Les libertés revendiquées. Cette liberté, c’est sans doute la clef de voûte du livret comme de la partition de Daniel-François-Esprit Auber. Libre d’aimer avant tout, pour la femme comme pour l’homme. Comme si c’était la première libération et la garantie absolue par cette égalité qu’elle suppose et même impose aux deux sexes. Liberté politique héritée des Lumières, lorsqu’une domestique peut s’adresser à un Grand d’Espagne comme elle parle au concierge voisin. Liberté religieuse enfin, quand Scribe dénonce les luttes de pouvoir interne à l’église et pose une grande distanciation avec les dogmes.

Voilà qui nous parle, à nous spectateurs du XXIe siècle. Mais qu’est-ce qui nous attire et nous fait répondre en rires et applaudissements nourris à cette recréation ? Assurément le ton badin pour dire des réalités sociales après un demi-siècle de beaucoup de sérieux et d’un peu de pédantisme de créateurs engagés qui ne peuvent à eux seuls couvrir le large spectre des arts vivants. Le renouveau du cirque et des arts de la rue est sans doute à placer sur le même registre d’un désir de bouffonnerie et de poésie pour dépasser la sage parole publique.
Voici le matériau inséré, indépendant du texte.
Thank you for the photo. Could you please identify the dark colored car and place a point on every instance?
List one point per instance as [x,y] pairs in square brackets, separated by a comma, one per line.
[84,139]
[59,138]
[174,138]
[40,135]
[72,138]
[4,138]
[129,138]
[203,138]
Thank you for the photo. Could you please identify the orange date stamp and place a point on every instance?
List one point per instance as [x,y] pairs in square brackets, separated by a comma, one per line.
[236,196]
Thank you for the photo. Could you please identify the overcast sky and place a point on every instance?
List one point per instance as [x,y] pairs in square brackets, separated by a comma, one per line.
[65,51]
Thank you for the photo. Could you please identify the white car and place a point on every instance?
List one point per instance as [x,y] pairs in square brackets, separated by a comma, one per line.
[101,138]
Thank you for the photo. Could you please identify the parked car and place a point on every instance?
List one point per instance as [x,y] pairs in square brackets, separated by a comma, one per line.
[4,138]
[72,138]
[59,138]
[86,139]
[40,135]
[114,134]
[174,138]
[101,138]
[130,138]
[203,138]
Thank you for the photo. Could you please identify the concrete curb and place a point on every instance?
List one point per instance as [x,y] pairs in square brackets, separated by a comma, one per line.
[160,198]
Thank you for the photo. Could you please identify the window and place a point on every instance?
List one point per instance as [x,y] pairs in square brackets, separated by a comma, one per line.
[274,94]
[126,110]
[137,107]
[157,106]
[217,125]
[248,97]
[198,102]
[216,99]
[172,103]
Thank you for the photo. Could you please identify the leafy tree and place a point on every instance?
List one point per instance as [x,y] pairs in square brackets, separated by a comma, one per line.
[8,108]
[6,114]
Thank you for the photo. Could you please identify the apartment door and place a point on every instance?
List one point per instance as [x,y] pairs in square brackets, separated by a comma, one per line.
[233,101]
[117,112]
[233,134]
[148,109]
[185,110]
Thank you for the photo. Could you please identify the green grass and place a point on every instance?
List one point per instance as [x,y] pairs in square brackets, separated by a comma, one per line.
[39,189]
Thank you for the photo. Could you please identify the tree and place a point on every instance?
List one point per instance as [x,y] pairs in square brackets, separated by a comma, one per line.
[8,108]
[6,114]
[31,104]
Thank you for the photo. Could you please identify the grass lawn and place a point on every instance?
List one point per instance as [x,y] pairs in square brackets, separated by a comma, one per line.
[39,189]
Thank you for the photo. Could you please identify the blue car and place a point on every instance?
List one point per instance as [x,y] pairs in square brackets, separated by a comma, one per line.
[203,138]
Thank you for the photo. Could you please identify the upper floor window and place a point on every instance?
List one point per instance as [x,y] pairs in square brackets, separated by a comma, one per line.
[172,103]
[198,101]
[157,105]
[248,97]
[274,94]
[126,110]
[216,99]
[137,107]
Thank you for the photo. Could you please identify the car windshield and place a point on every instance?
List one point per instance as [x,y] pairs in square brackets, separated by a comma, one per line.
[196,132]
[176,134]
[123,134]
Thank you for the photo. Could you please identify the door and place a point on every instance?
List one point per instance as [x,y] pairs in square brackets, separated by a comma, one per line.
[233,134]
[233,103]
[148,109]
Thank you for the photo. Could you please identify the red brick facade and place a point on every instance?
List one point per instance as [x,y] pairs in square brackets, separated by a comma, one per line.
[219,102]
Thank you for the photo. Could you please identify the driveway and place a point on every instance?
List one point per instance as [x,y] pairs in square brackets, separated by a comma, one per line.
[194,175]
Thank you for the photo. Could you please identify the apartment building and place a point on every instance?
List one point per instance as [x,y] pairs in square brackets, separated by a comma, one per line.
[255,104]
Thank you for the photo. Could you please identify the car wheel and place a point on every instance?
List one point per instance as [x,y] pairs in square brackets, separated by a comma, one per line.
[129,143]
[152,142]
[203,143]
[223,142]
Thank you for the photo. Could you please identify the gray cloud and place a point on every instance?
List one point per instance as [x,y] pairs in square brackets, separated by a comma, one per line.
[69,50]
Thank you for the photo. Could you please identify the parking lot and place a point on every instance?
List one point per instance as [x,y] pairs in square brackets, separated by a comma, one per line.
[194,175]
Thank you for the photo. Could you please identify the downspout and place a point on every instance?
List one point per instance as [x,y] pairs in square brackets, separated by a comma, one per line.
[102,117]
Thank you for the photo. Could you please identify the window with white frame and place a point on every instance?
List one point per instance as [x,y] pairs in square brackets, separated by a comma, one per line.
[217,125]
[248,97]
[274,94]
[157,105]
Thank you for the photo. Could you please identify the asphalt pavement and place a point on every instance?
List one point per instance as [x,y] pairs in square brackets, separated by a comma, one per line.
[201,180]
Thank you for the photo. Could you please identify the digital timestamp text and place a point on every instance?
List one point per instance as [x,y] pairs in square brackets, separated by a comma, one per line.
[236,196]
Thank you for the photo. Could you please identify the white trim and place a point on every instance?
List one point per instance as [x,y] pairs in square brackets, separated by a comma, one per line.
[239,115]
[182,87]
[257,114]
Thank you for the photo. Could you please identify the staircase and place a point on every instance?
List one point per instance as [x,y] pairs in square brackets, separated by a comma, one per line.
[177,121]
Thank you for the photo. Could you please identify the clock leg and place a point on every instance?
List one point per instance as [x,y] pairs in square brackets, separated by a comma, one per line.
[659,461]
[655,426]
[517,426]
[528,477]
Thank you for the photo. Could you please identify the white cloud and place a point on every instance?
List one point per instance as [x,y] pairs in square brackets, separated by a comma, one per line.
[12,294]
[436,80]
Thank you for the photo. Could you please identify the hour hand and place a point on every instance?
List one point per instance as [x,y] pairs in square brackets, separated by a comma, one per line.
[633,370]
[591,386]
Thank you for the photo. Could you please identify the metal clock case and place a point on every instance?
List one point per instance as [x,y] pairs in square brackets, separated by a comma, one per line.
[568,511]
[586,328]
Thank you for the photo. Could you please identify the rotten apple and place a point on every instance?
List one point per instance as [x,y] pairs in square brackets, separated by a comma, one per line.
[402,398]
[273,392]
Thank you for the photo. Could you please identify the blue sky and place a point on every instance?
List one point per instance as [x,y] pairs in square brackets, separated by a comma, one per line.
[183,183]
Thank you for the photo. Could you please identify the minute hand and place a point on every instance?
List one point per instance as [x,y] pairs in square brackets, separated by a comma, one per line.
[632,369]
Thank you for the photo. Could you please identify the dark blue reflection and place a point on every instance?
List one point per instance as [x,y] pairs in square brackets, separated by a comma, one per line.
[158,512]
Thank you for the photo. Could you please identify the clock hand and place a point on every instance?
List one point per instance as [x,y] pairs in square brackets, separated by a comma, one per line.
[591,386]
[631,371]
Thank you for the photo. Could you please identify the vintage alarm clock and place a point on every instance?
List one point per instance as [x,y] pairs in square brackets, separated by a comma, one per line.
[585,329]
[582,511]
Mais c’est également que les artistes d’aujourd’hui regardent avec moins de condescendance les musiciens comme Auber et Offenbach, les auteurs comme Scribe et Halévy. La mise en scène enlevée et surprenante de Christian Hecq, sociétaire de la Comédie-Française et Molière 2008 pour son jeu dans Le fil à la patte, le rôle principal superbement tenu par Anne-Christine Gilet, qui a par ailleurs ravi tous les grands opéras du monde, de Mozart à Rossini, le montrent assez. Comme ce fut d’ailleurs le cas en 1837, en ce même Opéra Comique, lorsque la grande soprano Laure Cinti-Damoreau créa le rôle en abandonnant l’Opéra Garnier trop rigide sur le jeu des chanteurs. Après la mise en scène très créative de Phia Ménard pour Et in Arcadia Ego, l’Opéra comique réussit donc sa mue.

 

Le Domino noir, opéra-comique en trois actes de Daniel François-Esprit Auber. Livret d'Eugène Scribe. Créé en 1837 à l'Opéra Comique. Direction musicale : Patrick Davin. Mise en scène : Valérie Lesort et Christian Hecq. Chorégraphie : Glyslein Lefevere. Décors : Laurent Peruzzi. Costumes : Vanessa Sandino. Représentations : 26, 28, 30 mars, 1er, 3 et 5 Avril 2018 à l'Opéra Comique.